Wobei dies ohnehin maximal vor dem Schlosstor möglich wäre, denn das Areal ist versperrt und videoüberwacht. Dabei hätte es ein touristisches Projekt mit Schloss-Zubau, Hotelneubau, Appartements und Villen mit insgesamt 181 Betten werden sollen – ein Erholungsdomizil für gestresste Magna-Manager. 80 Ganzjahresarbeitsplätze hätten dadurch geschaffen werden sollen.

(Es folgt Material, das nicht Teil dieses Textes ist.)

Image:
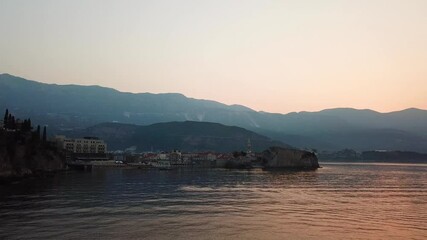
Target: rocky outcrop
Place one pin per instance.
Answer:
(277, 157)
(25, 158)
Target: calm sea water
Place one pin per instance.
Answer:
(338, 201)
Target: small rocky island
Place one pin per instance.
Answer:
(286, 158)
(24, 152)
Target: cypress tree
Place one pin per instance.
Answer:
(5, 118)
(13, 123)
(44, 134)
(38, 133)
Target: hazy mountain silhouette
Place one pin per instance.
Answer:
(66, 107)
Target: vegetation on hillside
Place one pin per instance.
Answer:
(24, 151)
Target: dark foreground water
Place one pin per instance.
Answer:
(338, 201)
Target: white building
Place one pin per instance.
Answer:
(82, 145)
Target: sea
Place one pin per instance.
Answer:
(337, 201)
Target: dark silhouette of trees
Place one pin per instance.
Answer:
(44, 134)
(38, 133)
(6, 114)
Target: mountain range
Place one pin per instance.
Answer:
(68, 108)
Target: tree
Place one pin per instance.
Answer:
(38, 132)
(5, 118)
(44, 134)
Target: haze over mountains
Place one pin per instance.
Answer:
(70, 107)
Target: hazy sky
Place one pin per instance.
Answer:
(277, 56)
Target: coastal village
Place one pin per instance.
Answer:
(25, 150)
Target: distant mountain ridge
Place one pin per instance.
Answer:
(71, 107)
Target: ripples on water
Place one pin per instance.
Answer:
(338, 201)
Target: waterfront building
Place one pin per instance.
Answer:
(81, 145)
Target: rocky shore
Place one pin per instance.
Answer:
(284, 158)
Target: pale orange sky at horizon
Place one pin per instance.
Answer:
(273, 56)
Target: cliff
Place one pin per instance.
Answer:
(277, 157)
(22, 156)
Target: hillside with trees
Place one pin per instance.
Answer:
(24, 151)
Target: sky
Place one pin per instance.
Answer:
(275, 56)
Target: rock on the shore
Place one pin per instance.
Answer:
(277, 157)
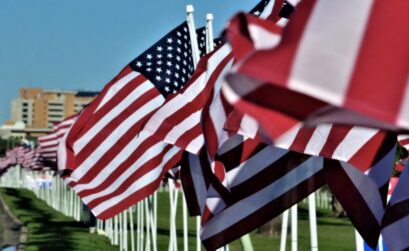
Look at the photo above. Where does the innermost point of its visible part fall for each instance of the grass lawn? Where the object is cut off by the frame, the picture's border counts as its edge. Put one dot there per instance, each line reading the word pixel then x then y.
pixel 335 234
pixel 48 229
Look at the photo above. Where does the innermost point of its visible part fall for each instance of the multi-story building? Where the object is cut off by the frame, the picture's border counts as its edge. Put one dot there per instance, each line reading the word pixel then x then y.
pixel 39 108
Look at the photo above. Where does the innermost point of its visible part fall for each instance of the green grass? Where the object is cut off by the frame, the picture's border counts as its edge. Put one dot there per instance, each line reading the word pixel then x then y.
pixel 48 229
pixel 335 234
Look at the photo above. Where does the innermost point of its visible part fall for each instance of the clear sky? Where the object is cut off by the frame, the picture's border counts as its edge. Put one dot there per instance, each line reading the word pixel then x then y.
pixel 82 44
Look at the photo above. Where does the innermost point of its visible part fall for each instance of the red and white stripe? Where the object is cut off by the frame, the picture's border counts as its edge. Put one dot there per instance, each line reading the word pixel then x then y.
pixel 48 144
pixel 325 58
pixel 195 116
pixel 404 141
pixel 113 164
pixel 396 219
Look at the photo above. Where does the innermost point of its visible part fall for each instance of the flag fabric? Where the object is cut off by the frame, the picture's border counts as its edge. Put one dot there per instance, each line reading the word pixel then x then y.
pixel 34 161
pixel 396 220
pixel 362 170
pixel 48 144
pixel 179 120
pixel 353 72
pixel 111 164
pixel 404 141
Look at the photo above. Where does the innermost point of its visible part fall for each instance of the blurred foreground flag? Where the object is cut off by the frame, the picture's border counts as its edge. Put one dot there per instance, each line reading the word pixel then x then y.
pixel 112 164
pixel 396 220
pixel 350 70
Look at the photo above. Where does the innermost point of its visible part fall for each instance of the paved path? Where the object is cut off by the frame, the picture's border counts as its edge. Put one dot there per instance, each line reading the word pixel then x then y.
pixel 9 230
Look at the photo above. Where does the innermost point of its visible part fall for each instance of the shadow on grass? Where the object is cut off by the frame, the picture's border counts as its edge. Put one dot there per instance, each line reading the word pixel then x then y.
pixel 324 218
pixel 48 230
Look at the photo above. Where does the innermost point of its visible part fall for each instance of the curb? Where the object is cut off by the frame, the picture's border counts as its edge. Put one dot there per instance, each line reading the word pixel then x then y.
pixel 23 230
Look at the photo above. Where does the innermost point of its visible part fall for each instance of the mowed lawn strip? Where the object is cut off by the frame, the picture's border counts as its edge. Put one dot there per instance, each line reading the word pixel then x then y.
pixel 49 229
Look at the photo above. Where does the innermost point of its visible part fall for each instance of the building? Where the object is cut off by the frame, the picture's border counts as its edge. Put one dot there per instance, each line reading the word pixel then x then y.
pixel 38 108
pixel 20 132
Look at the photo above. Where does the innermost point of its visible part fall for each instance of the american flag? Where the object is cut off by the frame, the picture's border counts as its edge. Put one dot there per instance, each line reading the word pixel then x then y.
pixel 179 120
pixel 404 141
pixel 396 220
pixel 113 164
pixel 353 72
pixel 48 144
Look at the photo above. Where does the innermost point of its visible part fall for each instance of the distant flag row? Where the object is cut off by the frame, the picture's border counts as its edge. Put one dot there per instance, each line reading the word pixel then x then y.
pixel 295 97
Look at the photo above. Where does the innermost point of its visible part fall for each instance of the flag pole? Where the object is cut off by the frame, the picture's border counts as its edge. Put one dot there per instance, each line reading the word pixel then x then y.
pixel 209 33
pixel 313 222
pixel 284 230
pixel 192 33
pixel 196 56
pixel 294 218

Nun ist das schmuck sanierte Schlösschen Domizil für Frank Stronach und seinen früheren Magna-Manager Sigi Wolf, worauf auch das Türschild mit „Empfang, Lounge, Top 1, Top 2“ schließen lässt. Wolf war vergangenen Sommer häufig in der Residenz am Wörthersee. Seit Frank Stronach in Kärnten wahlkämpft, ist auch er des Öfteren Gast im Haus, das einst offiziell eine Magna-Gesellschaft gekauft hatte.
Großküche
Badezimmer mit Whirlpool gehören ebenso zur Ausstattung wie eine Großküche – für Partys. Da wird dann ein Koch samt Mitarbeitern geholt. Um das Objekt in Schuss zu halten, sind ein Hausmeister ganztägig und eine Hausangestellte halbtags das ganze Jahr über zugange. Ein riesiges Areal mit Rasenflächen, parkähnlicher Anlage, Badeplatz mit Bootshaus, Umkleiden, Poolbar und Swimmingpool ist zu betreuen, ebenso wie 80 Stufen, die direkt zum See führen. So gesehen wurden durch den Verkauf wenigstens eineinhalb Arbeitsplätze geschaffen.

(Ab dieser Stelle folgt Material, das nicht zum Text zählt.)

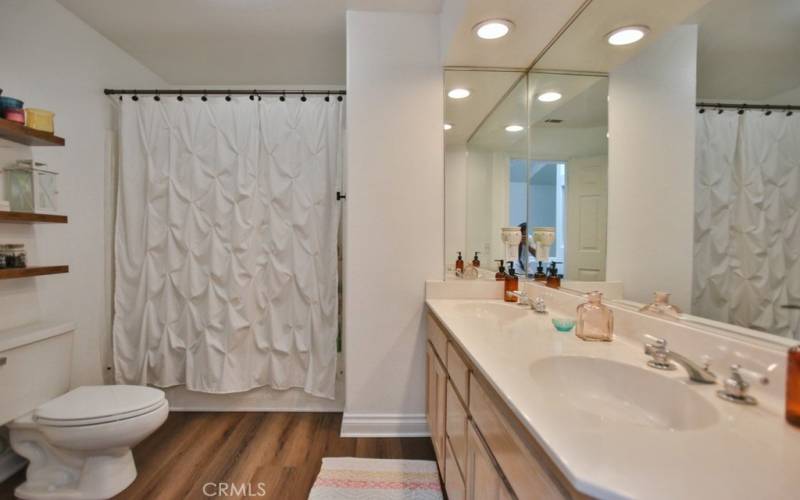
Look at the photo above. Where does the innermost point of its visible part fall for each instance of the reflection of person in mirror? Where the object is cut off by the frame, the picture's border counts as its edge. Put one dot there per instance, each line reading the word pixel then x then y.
pixel 526 263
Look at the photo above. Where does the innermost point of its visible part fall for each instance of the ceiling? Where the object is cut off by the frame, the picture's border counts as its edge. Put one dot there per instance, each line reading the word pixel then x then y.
pixel 536 23
pixel 235 42
pixel 583 105
pixel 583 46
pixel 487 89
pixel 749 50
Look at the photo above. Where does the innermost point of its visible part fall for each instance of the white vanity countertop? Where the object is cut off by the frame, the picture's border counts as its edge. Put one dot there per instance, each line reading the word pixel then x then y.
pixel 745 452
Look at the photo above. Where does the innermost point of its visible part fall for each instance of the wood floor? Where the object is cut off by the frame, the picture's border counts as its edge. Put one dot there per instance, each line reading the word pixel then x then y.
pixel 281 450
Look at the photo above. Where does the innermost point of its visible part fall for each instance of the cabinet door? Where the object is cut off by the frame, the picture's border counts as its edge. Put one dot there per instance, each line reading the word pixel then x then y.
pixel 436 401
pixel 484 481
pixel 441 402
pixel 430 378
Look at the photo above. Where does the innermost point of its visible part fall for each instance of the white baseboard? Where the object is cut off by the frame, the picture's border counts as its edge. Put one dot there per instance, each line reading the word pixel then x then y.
pixel 384 425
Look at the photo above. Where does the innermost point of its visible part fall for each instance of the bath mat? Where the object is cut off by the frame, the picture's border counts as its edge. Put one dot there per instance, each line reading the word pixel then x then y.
pixel 376 479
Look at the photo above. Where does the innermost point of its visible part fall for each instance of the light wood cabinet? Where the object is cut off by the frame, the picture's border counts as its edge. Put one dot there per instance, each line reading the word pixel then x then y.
pixel 436 405
pixel 484 481
pixel 456 427
pixel 483 451
pixel 454 481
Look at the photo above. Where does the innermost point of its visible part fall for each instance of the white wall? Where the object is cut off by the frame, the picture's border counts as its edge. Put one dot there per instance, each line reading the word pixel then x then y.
pixel 394 216
pixel 52 60
pixel 651 169
pixel 455 199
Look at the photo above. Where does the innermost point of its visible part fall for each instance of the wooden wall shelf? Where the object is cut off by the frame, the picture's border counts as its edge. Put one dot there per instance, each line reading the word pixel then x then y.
pixel 30 218
pixel 27 272
pixel 16 132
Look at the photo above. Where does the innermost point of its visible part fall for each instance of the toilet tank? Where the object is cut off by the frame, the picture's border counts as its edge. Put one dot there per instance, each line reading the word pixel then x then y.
pixel 35 362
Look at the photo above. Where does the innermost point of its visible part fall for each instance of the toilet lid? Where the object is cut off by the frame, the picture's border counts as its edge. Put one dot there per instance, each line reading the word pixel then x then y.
pixel 97 404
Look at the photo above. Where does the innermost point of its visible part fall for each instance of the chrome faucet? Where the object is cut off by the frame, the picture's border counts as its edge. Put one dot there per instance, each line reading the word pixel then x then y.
pixel 664 359
pixel 536 303
pixel 735 386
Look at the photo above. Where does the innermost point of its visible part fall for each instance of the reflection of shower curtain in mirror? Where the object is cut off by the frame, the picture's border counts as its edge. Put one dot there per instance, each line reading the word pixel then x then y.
pixel 747 225
pixel 226 265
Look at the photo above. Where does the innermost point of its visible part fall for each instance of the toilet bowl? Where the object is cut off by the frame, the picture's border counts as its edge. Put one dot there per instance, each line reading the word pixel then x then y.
pixel 79 444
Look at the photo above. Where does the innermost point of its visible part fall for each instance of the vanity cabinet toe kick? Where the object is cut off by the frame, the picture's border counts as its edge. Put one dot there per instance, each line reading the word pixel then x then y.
pixel 482 450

Derzeit kann sich Stronach beruhigt zurücklehnen: Im Dezember 2011 hat er der Gemeinde um eine Million Euro das Recht auf Rückkauf des Schlosses abgekauft – zwei Jahre vor Ablauf der Frist. Mit dem Angebot eines – unbekannten – Investors, Magna das Schoss abzukaufen und der Gemeinde zwei Millionen für den Rückkaufsverzicht zu zahlen, hat sich der Bürgermeister angeblich nicht auseinandergesetzt.

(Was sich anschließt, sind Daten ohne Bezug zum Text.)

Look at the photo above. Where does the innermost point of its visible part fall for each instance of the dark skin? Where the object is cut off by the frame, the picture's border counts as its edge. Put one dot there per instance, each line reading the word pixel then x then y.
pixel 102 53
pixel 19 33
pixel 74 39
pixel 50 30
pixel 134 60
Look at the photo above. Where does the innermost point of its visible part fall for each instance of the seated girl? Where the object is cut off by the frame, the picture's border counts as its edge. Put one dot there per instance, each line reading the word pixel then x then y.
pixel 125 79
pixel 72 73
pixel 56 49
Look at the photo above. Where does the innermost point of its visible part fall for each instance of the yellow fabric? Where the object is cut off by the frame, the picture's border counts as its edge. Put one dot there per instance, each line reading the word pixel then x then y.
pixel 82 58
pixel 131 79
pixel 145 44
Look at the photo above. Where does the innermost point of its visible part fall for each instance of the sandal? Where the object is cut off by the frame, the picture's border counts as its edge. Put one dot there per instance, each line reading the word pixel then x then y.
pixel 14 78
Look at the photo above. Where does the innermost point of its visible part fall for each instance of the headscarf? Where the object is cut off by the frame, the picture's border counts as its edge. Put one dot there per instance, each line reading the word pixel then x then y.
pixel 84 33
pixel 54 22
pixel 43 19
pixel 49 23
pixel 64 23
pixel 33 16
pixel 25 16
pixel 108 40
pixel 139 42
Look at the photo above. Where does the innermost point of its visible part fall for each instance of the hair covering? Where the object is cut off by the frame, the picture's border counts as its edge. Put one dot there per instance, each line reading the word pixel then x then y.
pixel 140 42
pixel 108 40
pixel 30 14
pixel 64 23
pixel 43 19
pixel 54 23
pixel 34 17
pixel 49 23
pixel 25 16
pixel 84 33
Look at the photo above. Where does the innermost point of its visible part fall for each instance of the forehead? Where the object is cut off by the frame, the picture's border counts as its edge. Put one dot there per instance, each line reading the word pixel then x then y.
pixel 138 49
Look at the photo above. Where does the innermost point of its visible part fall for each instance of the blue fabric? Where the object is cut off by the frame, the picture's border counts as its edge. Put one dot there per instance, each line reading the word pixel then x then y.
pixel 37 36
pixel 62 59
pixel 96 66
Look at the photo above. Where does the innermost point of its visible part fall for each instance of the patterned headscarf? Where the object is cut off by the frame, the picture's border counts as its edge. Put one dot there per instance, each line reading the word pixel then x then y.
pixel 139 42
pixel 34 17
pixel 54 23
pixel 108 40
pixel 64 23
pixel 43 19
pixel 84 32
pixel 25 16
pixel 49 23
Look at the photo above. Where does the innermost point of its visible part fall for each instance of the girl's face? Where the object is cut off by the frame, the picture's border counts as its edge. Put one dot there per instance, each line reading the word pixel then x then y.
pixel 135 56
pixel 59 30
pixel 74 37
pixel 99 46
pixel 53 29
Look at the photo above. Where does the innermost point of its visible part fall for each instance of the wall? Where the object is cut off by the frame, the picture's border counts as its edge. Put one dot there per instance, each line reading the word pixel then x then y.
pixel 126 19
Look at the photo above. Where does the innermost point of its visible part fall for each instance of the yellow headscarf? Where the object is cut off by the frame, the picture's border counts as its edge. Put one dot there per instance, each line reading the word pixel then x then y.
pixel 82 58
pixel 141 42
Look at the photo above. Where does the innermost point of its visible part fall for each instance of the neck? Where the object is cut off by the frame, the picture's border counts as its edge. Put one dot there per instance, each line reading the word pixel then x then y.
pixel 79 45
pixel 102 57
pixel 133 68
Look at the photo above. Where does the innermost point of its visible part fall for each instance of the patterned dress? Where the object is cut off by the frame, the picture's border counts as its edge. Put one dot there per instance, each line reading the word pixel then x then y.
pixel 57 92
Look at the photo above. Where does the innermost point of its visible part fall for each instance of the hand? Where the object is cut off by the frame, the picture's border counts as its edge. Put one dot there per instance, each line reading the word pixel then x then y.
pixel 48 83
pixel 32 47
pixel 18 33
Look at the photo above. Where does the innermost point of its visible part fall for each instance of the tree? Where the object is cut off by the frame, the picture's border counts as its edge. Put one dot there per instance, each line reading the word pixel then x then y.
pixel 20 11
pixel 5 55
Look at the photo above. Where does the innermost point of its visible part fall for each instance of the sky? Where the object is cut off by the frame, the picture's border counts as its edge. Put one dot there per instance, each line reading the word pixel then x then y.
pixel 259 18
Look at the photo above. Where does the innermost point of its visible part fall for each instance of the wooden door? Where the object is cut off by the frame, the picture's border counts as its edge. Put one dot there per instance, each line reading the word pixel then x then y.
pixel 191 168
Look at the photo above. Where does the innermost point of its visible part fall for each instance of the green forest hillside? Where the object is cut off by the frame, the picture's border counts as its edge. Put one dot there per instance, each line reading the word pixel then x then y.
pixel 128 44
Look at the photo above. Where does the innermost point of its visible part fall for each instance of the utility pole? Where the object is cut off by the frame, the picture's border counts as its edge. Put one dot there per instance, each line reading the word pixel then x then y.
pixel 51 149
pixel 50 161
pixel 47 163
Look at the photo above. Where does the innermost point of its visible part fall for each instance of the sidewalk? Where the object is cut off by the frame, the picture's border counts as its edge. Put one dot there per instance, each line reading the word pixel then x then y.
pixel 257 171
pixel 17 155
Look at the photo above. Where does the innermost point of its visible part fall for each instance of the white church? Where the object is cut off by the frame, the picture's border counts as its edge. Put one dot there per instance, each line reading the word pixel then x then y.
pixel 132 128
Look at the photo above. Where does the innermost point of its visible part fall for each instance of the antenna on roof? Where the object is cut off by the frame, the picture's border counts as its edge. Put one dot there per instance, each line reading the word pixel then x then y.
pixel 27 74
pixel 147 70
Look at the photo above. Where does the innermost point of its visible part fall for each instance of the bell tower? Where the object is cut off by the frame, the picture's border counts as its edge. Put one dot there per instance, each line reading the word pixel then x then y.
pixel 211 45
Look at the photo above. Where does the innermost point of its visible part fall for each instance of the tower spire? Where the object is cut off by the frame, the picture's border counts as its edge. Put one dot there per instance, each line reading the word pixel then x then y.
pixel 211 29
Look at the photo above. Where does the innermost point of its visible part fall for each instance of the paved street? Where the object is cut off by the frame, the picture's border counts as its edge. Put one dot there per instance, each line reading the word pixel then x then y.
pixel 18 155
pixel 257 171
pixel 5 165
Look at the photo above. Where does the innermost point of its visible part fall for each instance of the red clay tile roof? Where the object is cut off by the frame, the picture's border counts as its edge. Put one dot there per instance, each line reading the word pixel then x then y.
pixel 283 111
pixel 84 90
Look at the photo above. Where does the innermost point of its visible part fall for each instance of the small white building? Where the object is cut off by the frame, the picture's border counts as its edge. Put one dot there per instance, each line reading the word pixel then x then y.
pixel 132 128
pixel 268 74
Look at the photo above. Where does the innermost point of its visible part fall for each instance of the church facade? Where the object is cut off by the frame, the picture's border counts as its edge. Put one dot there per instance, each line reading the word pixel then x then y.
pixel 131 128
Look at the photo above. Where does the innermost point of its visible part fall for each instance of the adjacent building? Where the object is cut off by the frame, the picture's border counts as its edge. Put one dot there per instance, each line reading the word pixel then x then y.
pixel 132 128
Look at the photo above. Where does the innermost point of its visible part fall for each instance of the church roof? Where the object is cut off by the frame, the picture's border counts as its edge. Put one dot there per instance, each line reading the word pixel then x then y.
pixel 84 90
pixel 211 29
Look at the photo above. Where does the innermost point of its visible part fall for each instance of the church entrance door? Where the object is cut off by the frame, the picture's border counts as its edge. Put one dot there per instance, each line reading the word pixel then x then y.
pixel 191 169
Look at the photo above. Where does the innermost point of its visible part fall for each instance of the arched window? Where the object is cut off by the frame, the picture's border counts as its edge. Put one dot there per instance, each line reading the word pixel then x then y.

Eile für Bautätigkeit besteht auch nicht: Die Bewilligungen für das Hotelprojekt sind im Dezember 2010 abgelaufen. „Ich habe im Gemeinderat vergeblich gewarnt, dass das überstürzte Abtreten des Rückkaufsrechts möglicherweise den Tatbestand der Untreue darstellt“, sagt dazu Vizebürgermeister Helmut Rothe von der Bürgerliste.